Les enjeux du mariage entre PSA et Opel

Julie Thoin-Bousquié , , ,

Publié le

Les enjeux du mariage entre PSA et Opel
L'Opel Ampera-e. Avec Opel et Vauxhall, le groupe produirait un peu plus de 4 millions de véhicules
© Astrid Gouzik / L'Usine Nouvelle

Après quelques années de flottement, le groupe automobile mené par Carlos Tavares semble pris d’un féroce appétit. En témoigne l’annonce vendredi 17 février d’un investissement de 200 millions d’euros pour moderniser son site historique de Sochaux (Doubs). Mieux encore, PSA dit examiner avec General Motors de nombreux projets, "y compris une acquisition potentielle d’Opel". Ce rapprochement avec la filiale européenne du constructeur américain est loin d’être une surprise au regard des relations qu’entretiennent les deux constructeurs. Cette année, la Peugeot 3008 partagera sa ligne de production à Sochaux avec l’Opel Grandland X. Mais PSA semble vouloir aller plus loin.

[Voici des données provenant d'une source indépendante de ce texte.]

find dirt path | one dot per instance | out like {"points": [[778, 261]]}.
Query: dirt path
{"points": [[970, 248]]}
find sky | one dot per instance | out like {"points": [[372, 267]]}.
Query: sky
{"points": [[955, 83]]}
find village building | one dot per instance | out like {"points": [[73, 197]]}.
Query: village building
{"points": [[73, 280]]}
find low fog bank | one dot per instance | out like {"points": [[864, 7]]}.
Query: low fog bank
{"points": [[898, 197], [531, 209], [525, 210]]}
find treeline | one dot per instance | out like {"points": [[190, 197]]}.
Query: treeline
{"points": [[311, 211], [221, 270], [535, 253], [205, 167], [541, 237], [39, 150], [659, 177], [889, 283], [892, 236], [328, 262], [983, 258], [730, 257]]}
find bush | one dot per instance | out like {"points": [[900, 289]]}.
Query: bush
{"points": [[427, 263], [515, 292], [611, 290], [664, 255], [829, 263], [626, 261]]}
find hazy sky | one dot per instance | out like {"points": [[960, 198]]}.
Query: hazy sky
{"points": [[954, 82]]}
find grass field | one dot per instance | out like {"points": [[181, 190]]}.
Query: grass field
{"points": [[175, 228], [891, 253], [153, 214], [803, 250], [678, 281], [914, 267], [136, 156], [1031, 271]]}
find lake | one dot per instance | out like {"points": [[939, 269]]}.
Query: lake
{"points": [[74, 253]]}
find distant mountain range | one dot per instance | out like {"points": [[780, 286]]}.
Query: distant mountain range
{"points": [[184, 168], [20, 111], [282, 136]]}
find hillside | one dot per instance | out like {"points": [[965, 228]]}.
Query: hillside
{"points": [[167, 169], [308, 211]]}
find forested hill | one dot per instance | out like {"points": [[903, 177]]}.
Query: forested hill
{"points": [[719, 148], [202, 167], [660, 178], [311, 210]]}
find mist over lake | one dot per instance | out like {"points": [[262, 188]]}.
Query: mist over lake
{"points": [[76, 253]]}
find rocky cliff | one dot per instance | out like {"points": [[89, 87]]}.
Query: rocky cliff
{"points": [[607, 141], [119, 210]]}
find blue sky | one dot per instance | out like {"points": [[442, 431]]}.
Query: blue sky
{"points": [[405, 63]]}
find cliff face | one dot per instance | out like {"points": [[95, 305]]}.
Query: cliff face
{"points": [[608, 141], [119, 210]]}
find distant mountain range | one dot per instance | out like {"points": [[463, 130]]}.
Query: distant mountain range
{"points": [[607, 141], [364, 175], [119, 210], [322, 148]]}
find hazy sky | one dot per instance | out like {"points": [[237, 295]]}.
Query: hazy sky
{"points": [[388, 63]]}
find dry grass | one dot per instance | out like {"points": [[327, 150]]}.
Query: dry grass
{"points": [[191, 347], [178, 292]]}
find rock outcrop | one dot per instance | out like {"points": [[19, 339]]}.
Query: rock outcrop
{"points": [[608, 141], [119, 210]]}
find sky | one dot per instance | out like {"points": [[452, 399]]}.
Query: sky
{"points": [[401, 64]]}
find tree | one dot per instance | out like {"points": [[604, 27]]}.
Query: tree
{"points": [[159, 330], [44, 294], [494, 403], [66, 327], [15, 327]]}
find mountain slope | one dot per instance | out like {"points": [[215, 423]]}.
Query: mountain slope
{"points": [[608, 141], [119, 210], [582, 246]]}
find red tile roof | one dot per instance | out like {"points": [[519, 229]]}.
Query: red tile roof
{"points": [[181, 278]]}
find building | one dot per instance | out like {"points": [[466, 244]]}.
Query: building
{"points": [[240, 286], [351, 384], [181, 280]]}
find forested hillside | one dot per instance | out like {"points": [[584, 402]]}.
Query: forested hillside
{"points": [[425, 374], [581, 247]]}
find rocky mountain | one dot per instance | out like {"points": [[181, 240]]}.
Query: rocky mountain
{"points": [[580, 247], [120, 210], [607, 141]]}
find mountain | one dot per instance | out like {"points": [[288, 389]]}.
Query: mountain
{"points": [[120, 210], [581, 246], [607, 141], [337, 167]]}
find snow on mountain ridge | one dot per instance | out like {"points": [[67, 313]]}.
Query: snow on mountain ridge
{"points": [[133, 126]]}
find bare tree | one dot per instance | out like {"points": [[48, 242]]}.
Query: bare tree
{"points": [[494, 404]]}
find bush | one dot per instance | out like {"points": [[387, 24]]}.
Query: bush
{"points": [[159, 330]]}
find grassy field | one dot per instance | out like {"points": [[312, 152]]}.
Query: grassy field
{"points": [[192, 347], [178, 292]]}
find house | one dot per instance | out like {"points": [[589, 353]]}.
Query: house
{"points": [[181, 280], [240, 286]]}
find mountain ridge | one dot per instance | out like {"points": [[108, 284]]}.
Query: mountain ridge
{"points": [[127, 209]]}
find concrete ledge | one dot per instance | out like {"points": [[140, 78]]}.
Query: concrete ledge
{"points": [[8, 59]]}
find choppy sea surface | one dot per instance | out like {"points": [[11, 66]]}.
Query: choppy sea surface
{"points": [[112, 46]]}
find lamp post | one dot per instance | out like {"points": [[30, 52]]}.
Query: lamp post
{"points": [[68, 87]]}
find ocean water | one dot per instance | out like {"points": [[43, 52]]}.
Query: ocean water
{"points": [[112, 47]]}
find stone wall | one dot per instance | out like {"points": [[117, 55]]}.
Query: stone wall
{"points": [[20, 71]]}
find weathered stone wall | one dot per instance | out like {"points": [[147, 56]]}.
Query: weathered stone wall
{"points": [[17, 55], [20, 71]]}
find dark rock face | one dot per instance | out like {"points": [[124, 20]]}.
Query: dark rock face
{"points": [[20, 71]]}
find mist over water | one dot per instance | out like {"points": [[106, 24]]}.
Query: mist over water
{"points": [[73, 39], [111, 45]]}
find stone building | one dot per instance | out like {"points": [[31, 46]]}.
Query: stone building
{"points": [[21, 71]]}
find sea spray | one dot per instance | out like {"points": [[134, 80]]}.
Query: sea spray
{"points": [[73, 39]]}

Le groupe reconnaît implicitement que la course aux volumes n’est pas aussi dépassée que l’avait laissé entendre son PDG. Avec Opel et sa marque sœur britannique Vauxhall, PSA produirait un peu plus de 4 millions de véhicules. Un pas de plus vers le top des constructeurs mondiaux, mais la nouvelle entité resterait encore loin de Volkswagen et Toyota (environ 10 millions d’unités), et même de Renault-Nissan (9,6 millions). 

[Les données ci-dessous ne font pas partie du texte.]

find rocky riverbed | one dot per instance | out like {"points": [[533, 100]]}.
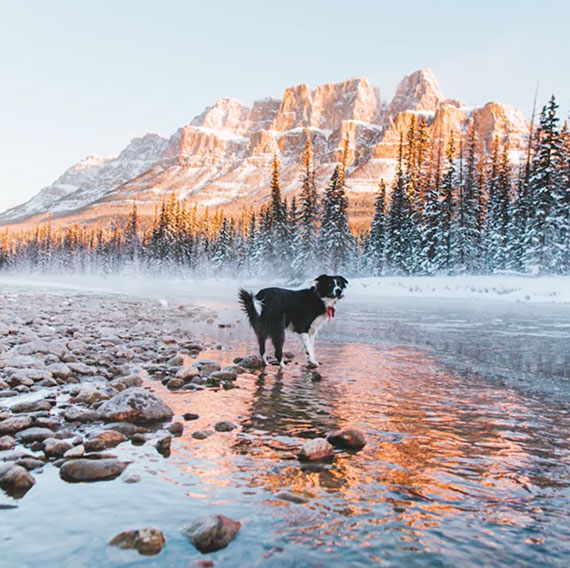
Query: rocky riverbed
{"points": [[84, 378]]}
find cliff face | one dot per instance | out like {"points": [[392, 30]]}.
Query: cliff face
{"points": [[223, 157]]}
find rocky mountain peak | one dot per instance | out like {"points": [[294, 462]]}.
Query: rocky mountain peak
{"points": [[225, 114], [418, 91]]}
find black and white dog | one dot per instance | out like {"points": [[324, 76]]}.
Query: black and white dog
{"points": [[274, 310]]}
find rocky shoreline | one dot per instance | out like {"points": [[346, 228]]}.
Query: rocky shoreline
{"points": [[76, 381]]}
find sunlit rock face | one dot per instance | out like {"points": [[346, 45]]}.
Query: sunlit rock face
{"points": [[223, 157]]}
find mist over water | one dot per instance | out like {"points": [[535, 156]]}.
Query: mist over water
{"points": [[465, 410]]}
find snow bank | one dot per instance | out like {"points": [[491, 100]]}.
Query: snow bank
{"points": [[505, 288]]}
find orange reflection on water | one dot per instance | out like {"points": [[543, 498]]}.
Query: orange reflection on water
{"points": [[438, 446]]}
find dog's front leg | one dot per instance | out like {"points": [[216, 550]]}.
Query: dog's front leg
{"points": [[308, 344]]}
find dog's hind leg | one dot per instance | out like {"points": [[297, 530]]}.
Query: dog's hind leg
{"points": [[278, 339]]}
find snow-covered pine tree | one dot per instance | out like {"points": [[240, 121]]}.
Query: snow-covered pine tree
{"points": [[264, 251], [280, 257], [336, 243], [373, 247], [541, 228], [468, 241], [306, 243], [563, 203], [448, 205], [499, 210], [399, 226], [223, 249]]}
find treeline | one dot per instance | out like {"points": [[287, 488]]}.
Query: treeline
{"points": [[453, 208]]}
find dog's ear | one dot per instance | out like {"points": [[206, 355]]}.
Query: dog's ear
{"points": [[318, 280]]}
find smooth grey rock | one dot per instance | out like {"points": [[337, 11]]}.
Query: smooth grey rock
{"points": [[148, 541], [59, 370], [15, 424], [224, 426], [206, 366], [349, 438], [7, 443], [84, 470], [75, 452], [123, 383], [211, 533], [15, 480], [135, 405], [316, 450], [187, 373], [79, 414], [33, 435], [55, 448], [202, 434], [34, 406]]}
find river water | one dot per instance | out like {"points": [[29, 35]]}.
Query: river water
{"points": [[465, 407]]}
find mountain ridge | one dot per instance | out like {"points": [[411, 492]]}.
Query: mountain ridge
{"points": [[223, 156]]}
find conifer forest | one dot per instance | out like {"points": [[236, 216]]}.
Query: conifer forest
{"points": [[454, 206]]}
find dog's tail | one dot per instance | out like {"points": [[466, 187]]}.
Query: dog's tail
{"points": [[247, 305]]}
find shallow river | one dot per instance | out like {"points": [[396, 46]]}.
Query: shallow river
{"points": [[465, 407]]}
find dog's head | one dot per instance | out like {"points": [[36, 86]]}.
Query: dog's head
{"points": [[330, 286]]}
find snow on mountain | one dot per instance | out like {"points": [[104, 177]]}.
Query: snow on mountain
{"points": [[224, 155], [79, 175]]}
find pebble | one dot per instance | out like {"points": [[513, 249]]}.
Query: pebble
{"points": [[163, 446], [135, 405], [15, 480], [7, 443], [55, 448], [202, 434], [176, 428], [85, 470], [15, 424], [317, 449], [33, 435], [224, 426], [148, 541], [79, 414], [349, 438], [211, 533]]}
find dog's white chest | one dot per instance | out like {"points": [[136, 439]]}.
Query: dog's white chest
{"points": [[317, 324]]}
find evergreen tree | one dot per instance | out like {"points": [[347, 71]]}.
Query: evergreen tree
{"points": [[335, 240], [306, 242], [373, 248], [541, 228], [400, 233], [448, 205], [499, 210]]}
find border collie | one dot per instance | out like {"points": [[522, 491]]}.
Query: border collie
{"points": [[273, 310]]}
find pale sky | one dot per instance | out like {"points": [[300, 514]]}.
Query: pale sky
{"points": [[83, 77]]}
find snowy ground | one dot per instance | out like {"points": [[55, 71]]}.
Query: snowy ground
{"points": [[504, 288]]}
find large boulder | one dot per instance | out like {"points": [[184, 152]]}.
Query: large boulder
{"points": [[316, 450], [15, 480], [91, 470], [211, 533], [135, 405], [350, 439], [15, 424]]}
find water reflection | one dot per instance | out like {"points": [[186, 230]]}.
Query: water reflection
{"points": [[454, 466]]}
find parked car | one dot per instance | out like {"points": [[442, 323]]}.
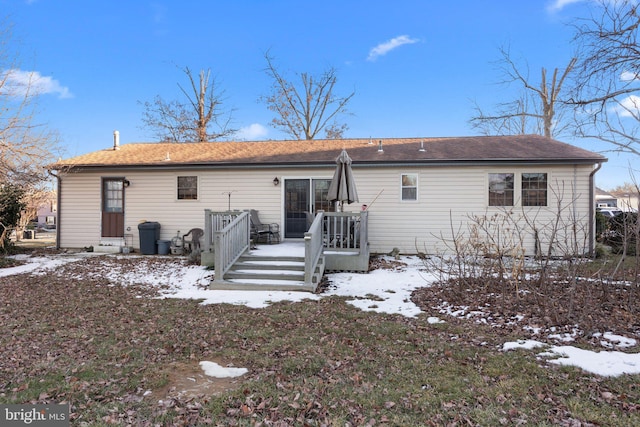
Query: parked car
{"points": [[610, 212], [623, 231]]}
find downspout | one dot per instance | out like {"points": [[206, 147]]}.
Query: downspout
{"points": [[592, 204], [58, 202]]}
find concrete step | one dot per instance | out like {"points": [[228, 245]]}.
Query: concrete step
{"points": [[263, 275]]}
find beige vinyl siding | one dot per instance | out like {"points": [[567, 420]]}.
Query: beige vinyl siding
{"points": [[447, 197], [80, 211]]}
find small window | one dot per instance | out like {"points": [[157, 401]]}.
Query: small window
{"points": [[500, 189], [409, 187], [187, 188], [534, 189]]}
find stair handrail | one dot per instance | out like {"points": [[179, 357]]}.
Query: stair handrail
{"points": [[230, 243], [313, 249]]}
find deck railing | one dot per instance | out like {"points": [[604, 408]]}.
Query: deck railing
{"points": [[215, 221], [345, 231], [346, 240], [231, 242], [313, 248]]}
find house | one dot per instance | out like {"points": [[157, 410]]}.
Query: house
{"points": [[605, 199], [47, 210], [627, 201], [419, 192]]}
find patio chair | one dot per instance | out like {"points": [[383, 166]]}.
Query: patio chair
{"points": [[191, 240], [263, 233]]}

Consolider sa place en Europe

PSA consoliderait sa place en Europe, avec l’implantation forte d’Opel en Allemagne, mais aussi au Royaume-Uni. Reste à savoir si cette assise lui permettra de s’attaquer plus facilement à l’international, l’un des plus grands défis du groupe. Jean-Christophe Quémard, le directeur de la région Moyen-Orient et Afrique du groupe, a indiqué ce mois-ci vouloir faire de l’Iran un hub destiné à irriguer toute la région, jusqu’à la Géorgie et au Turkménistan.

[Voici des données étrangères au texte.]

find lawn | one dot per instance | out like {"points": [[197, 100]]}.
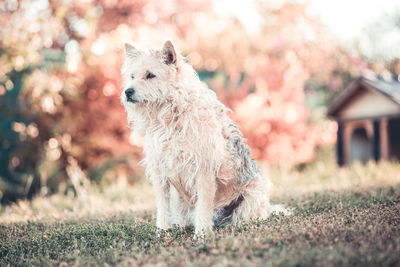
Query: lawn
{"points": [[327, 228], [342, 216]]}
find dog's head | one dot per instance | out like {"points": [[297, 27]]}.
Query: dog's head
{"points": [[149, 75]]}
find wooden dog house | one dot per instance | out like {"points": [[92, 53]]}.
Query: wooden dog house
{"points": [[368, 116]]}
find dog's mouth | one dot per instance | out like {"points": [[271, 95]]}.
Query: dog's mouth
{"points": [[131, 100]]}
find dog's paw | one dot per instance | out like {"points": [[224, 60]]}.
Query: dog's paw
{"points": [[203, 234]]}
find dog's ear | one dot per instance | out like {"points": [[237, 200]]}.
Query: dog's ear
{"points": [[169, 52], [131, 51]]}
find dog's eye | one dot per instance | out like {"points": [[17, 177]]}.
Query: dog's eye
{"points": [[150, 75]]}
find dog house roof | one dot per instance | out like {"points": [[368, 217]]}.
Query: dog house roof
{"points": [[389, 89]]}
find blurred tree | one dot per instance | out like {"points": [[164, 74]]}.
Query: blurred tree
{"points": [[60, 83]]}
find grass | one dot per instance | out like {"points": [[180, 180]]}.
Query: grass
{"points": [[347, 216], [350, 228]]}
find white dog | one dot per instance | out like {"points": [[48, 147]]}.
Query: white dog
{"points": [[195, 156]]}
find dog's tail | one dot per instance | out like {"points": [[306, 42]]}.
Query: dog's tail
{"points": [[280, 209]]}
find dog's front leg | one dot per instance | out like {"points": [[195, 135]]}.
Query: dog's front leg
{"points": [[161, 191], [204, 209]]}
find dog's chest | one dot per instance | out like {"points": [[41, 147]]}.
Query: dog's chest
{"points": [[171, 161]]}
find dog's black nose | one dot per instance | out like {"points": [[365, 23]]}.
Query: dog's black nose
{"points": [[129, 92]]}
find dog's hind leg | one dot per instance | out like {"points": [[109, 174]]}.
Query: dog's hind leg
{"points": [[179, 209], [161, 191], [206, 186]]}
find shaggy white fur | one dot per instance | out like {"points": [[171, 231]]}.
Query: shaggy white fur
{"points": [[195, 156]]}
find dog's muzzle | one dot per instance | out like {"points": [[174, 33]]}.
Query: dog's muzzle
{"points": [[130, 95]]}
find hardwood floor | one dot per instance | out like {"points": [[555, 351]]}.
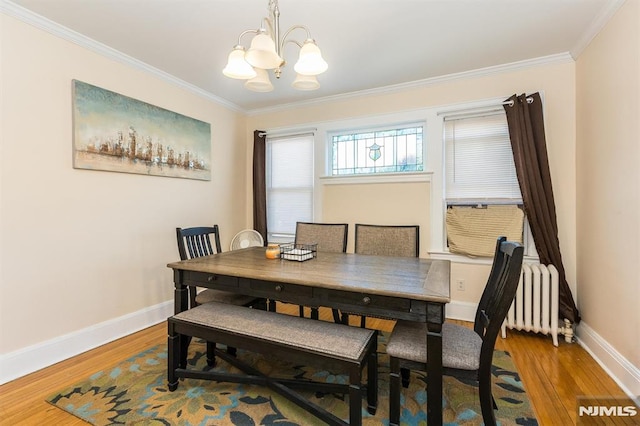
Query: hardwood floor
{"points": [[553, 377]]}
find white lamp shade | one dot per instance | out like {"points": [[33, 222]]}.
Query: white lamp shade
{"points": [[262, 53], [237, 67], [260, 83], [310, 61], [305, 82]]}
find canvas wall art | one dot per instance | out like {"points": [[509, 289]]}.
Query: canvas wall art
{"points": [[117, 133]]}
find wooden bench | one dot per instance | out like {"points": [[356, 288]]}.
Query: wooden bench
{"points": [[338, 347]]}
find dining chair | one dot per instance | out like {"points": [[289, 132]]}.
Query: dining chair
{"points": [[385, 240], [331, 238], [466, 353], [196, 242]]}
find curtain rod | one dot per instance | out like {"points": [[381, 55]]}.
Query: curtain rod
{"points": [[292, 132], [480, 109], [510, 103]]}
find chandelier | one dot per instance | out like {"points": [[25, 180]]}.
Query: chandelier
{"points": [[265, 53]]}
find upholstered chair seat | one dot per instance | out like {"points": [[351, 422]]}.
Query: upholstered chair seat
{"points": [[460, 345]]}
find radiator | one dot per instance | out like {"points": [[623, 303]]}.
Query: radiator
{"points": [[535, 306]]}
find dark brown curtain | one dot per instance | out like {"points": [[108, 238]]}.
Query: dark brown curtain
{"points": [[526, 130], [259, 185]]}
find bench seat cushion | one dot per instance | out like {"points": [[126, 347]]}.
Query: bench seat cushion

Ce rapprochement n’est pas sans risques. Les gammes de Citroën et Opel sont positionnées sur des créneaux très proches. PSA devra assainir les comptes d’Opel, qui a encore accusé une perte opérationnelle de 257 millions de dollars en 2016. Il faudra rationaliser les coûts industriels et augmenter les capacités des usines Opel. D’où les craintes de casse sociale… PSA pourra-t-il négocier avec General Motors pour profiter du savoir-faire appliqué sur l’Opel Ampera-e. Il n’est pas sûr que le producteur de la Chevrolet Bolt lâche si vite son savoir-faire dans l’électrique… À la traîne sur ce secteur, PSA en aurait bien besoin.